Atlas, Nancy F.

Southern District of Texas, Houston Division | Senior US District Judge (Inactive)

Senior United States District Judge Nancy Atlas was appointed to the bench in 1995 for the Southern District of Texas, Houston Division, and took inactive status in 2021.  Judge Atlas served on the U.S. Judicial Conference Committee on Judicial Security from 2005 to 2015 and was its chair from 2010 to 2015.  Locally, Judge Atlas chaired the Southern District’s Alternative Dispute Resolution Program and Court Security Committee for most of her judicial tenure.

While on the bench, Judge Atlas co-founded the Atlas Intellectual Property Inn of Court in Houston, and presently serves as a judicial advisor.  She has been active in the American Bar Association’s Section of Litigation on its governing council and in various committee leadership roles, where she has assisted in analysis of existing and proposed federal court rules and legislation, alternative dispute resolution, judicial ethics, and bankruptcy issues.  She also is a member of the American Law Institute.
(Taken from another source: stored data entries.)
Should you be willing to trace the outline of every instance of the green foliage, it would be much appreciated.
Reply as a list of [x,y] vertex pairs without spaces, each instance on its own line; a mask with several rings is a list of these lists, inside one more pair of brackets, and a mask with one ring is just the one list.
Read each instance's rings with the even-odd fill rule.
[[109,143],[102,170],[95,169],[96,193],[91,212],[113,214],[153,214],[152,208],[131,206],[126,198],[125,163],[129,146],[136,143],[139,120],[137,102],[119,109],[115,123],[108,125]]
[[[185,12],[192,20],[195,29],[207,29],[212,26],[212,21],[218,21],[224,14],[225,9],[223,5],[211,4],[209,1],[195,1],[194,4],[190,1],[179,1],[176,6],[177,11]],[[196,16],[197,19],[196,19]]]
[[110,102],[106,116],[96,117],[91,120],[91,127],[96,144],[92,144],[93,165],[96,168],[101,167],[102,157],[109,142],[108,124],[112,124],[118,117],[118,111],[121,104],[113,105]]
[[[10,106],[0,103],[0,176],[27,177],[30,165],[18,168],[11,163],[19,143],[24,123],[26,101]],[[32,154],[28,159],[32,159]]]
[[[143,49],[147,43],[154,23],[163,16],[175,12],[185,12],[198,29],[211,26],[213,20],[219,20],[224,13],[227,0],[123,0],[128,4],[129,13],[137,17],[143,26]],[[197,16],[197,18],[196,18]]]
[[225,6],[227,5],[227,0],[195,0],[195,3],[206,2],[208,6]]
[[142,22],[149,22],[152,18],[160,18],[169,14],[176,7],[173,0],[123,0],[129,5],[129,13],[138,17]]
Before her judicial appointment, Judge Atlas clerked on the U.S. District Court for the Southern District of New York, was an Assistant United States Attorney in the Civil Division in that district, and handled complex commercial litigation in New York and in Houston, Texas.  She also chaired the Texas Higher Education Coordinating Board from 1990 through 1994.  She served as a council member of the State Bar of Texas Alternative Dispute Resolution Section and co-chaired the committee that drafted the Texas Ethical Guidelines for Mediators.  Judge Atlas also co-founded, was a Director of, and Vice President of the Houston Chapter of the Association of Attorney-Mediators, Inc.  She served as a member and Treasurer of the Houston Bar Foundation. 

Judge Atlas graduated from Tufts University, Phi Beta Kappa, magna cum laude in Mathematics and cum laude in Political Science.  She earned her Juris Doctor degree from NYU School of Law, where she was Managing Editor of the 1973/74 Annual Survey of American Law.  She was awarded the NYU School of Law Vanderbilt Prize for Outstanding Service.